Enough delaying. Let’s get this done.
She knocked, while calling aloud in Rondian with a thick Jhafi accent, ‘Good sir, good sir. I come.’
The writing noises ceased, and a male voice called, ‘Go away.’
‘Sir. Manager send me. Free for you.’ She knocked again, harder. ‘I have tight and juicy yoni, sir. Anything you want, I do.’
‘For Kore’s sake,’ the man inside sighed. Behind her she felt Kazim settle beside the middle door, in case someone came out. She heard a chair shift inside, then footsteps. The door pulsed faintly with energy as the wards were disabled, then it was pulled open a crack.
She rammed her shoulder into the door, slamming it into the man’s shoulder and half-turning him while she pushed a dagger through the tiny gap into his chest. It struck personal shields, but tore through his robes and left pectoral muscle. He yelped and staggered backwards.
‘Wha—!’ He gest
ured, slamming telekinetic energy at her, but she was already on him and hammering another dagger blow into the middle of his chest. Light crackled like splintering glass across his torso and the blade snapped. He shouted again, and she heard someone call from the next room. His eyes filled with crystalline light and mesmeric swirls wove across his irises as he locked eyes with hers.
She reversed the broken dagger and slammed it into his belly with a bolt of energy wrapped about it, and his body convulsed from the force. As his shield shorted and flickered, she pivoted and booted him under the jaw: the timing was perfect and his neck snapped. He crashed backwards and sprawled limply across the floor.
A voice called out from the desk where the man had been sitting, ‘Luman? Luman?’ There was a faint outline of a face in a shifting pile of sand, and eyes searching blindly. The dead mage had been engaged in some kind of communication spell.
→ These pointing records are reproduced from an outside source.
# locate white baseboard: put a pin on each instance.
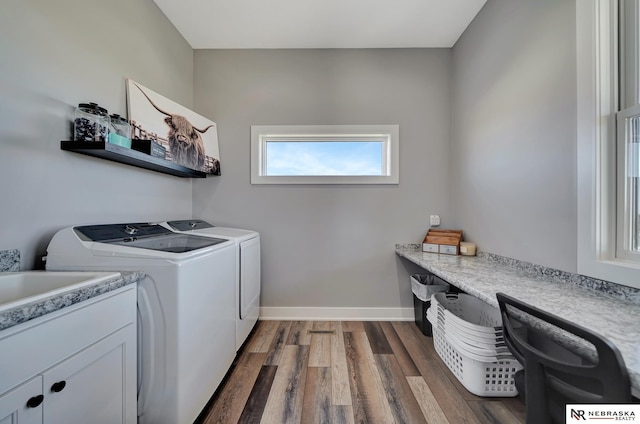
(336, 314)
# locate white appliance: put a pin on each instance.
(186, 314)
(247, 269)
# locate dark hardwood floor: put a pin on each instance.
(348, 372)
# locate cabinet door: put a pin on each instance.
(96, 385)
(23, 405)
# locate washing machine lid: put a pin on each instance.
(145, 236)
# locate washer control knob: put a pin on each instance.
(130, 229)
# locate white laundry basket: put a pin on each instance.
(485, 368)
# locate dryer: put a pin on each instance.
(186, 317)
(247, 280)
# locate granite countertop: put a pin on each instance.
(605, 308)
(27, 312)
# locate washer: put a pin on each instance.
(186, 317)
(247, 269)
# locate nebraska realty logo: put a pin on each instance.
(602, 413)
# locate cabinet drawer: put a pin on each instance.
(34, 346)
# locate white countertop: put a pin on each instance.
(603, 310)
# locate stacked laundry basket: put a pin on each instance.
(467, 335)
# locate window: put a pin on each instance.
(325, 154)
(607, 131)
(628, 135)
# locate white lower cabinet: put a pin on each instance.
(81, 361)
(23, 405)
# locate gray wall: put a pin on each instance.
(514, 135)
(54, 55)
(328, 246)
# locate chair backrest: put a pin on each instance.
(554, 379)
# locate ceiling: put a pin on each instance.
(280, 24)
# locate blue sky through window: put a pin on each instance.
(338, 158)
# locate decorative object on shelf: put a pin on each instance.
(120, 131)
(467, 248)
(116, 153)
(149, 147)
(91, 123)
(442, 241)
(190, 139)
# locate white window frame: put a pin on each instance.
(387, 134)
(597, 103)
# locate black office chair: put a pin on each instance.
(555, 376)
She blasted it away with raw energy, then snapped the dead mage’s periapt chain and pocketed the gem, and took his dagger to replace her broken one. He looked barely twenty, his vacant face all innocent stupidity.
Too bloody easy.
A woman screamed from another room and Elena drew her sword and ran into the hall. Kazim was standing over a naked Rondian man with a bloodied chest. The far door, the one by the stairs, opened and another Rondian emerged, clad in breeches and holding a longsword.
Stupid weapon for an enclosed space, she thought as Kazim blocked the first blow and drove his scimitar straight-armed into the man’s stomach, all the way in and out the other side. He kicked the man off his blade and vanished into the room. Elena ran to the stairs, glancing left to see a Jhafi girl on the bed, wrapped in a sheet with her mouth wide open. She screamed again when she saw Elena and hid her face.